Answered by Shaykh Gibril F Haddad
The Islamic state would apply the punishments you mentioned only in the case of legally-qualified sane Muslims who unequivocally refuse to pray and consider themselves free of any such obligation, or unequivocally express denial of any indisputably obligatory belief (such as belief in the Qur’an) or ruling (such as the prohibition of intoxicants), whereupon the status of apostasy (ridda) becomes applicable to them, otherwise “only” the status of immorality (fisq), such as a person who does not pray but still knows that it is obligatory and that they one is guilty of sin in not doing so. The precondition for sentencing is absolute certainty, which spells mercy on the basis of the rule laid by the Prophet, upon him blessings and peace: “Ward off the penalties (hudud) as much as you can”(*), as Ibn Majah titled it: “through ambiguities.” Our Mother `A’isha said, “It is preferable for the ruler to pardon mistakenly than to punish mistakenly.”
In an immoral society, we are supposed to rush after the immense reward of holding fast to the priceless jewel of Religion - thank you, our Lord, for guiding us! - because the Believer there is as the living among the dead.

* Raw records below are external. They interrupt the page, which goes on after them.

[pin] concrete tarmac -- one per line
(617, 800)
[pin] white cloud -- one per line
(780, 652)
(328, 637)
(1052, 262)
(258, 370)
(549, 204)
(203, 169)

If we cannot, then we must find a way out of that society and move elsewhere for dear life, just as our Lord told us that we shall be asked, “Was not Allah’s earth wide enough for you?” A few bows and prostrations and then we die and eternity begins. Eternity. Does it compute for you to leave prayer and then lose that? May Allah bring us out of our heedlessness and open our eyes to the basic common sense of never abandoning prayer, which is our first and last protection from disaster.
(*) Narrated from `A’isha by al-Tirmidhi and Abu Hurayra by Ibn Majah.